Hoje funcionamos conforme o algoritmo, que saiu dos 0 e 1 e nos diz o que pensar antes de dormir, o que fazer antes de tomar café e no que acreditar nos nossos cotidianos iguais. Nós mesmos somos capazes de nos salvar e nos extinguir, não precisamos de uma espécie intergalática para isso. Acho, inclusive, que nenhum tipo de espécie intergalática tem interesse em nosso destino. Toda vez que acham um sinal de rádio vindo de não sei onde, eles desligam o botão e se escondem rapidamente. Deus os livre de serem achados por nós.
Entendo que olhar para cima é inevitável (aí é outro filme rs), é curioso, é intrínseco ao ser pensante, mas esperar que o 3I/ATLAS nos dê um “alô” é muita prepotência. “Por que não mandam um sinal? Por que não aparecem aqui rapidinho?”Simplesmente porque não dão a mínima. Não estão nos procurando, já sabem onde a gente está.
Já nos viram dançando no TikTok, já viram Virgínia tentar sambar, o casal Vivini Jr., já viram Gretchen casar 123 vezes, já viram o suficiente de harmonizações faciais e de artista pintar a unha de branco pela paz.
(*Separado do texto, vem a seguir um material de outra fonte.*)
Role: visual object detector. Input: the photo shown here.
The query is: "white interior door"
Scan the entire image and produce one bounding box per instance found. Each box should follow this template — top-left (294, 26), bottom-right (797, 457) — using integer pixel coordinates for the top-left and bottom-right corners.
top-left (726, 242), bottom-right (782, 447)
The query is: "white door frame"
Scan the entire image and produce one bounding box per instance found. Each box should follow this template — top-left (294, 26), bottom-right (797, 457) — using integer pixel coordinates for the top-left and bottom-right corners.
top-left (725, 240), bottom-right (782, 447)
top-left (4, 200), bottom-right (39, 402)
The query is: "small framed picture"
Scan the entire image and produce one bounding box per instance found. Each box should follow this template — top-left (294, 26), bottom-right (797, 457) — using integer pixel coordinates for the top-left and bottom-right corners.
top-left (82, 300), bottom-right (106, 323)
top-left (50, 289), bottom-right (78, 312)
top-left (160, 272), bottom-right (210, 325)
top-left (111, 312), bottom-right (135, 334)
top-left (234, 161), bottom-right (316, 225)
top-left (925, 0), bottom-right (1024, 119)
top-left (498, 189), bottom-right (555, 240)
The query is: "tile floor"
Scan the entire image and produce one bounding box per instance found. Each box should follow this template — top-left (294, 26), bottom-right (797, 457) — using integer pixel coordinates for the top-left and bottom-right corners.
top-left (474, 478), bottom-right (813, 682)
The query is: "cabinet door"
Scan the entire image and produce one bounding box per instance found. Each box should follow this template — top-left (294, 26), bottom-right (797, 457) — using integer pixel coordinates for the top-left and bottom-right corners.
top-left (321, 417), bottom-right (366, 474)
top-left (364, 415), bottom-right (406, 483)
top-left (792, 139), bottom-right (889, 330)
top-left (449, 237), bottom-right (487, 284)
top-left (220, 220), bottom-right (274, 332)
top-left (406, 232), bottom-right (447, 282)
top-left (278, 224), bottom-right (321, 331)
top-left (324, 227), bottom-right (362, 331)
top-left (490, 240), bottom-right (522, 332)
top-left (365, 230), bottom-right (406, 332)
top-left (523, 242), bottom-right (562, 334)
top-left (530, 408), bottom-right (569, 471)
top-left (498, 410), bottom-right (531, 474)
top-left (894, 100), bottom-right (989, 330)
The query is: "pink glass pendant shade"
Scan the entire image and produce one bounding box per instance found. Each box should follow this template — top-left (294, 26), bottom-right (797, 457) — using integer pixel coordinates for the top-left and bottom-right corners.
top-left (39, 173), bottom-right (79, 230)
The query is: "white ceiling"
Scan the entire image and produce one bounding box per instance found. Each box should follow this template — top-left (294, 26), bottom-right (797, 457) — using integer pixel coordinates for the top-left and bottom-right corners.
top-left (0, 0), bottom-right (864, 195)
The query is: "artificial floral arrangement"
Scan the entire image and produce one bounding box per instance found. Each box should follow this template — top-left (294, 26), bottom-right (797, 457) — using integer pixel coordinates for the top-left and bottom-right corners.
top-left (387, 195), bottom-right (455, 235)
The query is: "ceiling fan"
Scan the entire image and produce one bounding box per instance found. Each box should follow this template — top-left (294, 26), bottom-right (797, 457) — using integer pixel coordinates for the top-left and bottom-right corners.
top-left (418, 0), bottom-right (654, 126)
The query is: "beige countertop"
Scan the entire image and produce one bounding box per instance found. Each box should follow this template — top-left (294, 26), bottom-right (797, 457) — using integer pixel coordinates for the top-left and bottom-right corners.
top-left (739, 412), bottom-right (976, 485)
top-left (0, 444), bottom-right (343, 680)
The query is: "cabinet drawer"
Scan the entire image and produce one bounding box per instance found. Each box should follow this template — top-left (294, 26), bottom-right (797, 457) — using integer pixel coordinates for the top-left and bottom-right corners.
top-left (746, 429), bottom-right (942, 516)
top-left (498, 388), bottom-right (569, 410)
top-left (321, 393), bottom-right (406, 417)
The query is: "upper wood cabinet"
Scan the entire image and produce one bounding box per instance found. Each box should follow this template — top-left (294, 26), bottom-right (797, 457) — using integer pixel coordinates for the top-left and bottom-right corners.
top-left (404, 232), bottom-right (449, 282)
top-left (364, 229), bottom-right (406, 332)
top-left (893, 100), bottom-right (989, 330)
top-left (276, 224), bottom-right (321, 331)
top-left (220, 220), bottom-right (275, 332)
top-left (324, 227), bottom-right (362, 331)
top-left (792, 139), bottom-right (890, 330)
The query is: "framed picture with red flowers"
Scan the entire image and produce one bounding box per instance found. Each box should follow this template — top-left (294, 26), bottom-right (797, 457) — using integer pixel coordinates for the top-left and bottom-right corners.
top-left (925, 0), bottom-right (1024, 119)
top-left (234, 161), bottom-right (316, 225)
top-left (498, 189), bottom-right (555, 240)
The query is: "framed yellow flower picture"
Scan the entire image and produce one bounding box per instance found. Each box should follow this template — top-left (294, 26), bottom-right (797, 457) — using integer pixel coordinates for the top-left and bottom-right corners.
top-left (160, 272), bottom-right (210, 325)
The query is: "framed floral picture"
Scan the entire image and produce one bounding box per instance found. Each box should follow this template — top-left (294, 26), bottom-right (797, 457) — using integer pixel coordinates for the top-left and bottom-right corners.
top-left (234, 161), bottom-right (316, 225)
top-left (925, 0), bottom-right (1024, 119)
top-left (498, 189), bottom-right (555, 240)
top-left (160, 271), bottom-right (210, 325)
Viram a moda dos Labubus, viram que o café agora é gourmet, que temos uma adega de vinhos baratos (nada contra), cervejeira, sofá em “L”, uma lava e seca e uma máquina de café em cápsula. Os E.T.s querem distância! Quem não iria querer, se tivesse a opção? Vamos dar as mãos e nos conformar com nosso pequeno terrário, onde acordamos todos os dias achando que somos reis.
Você também acha que os zangões estão saindo de moda?
Não sei mais do que eu tava falando. Era de filme?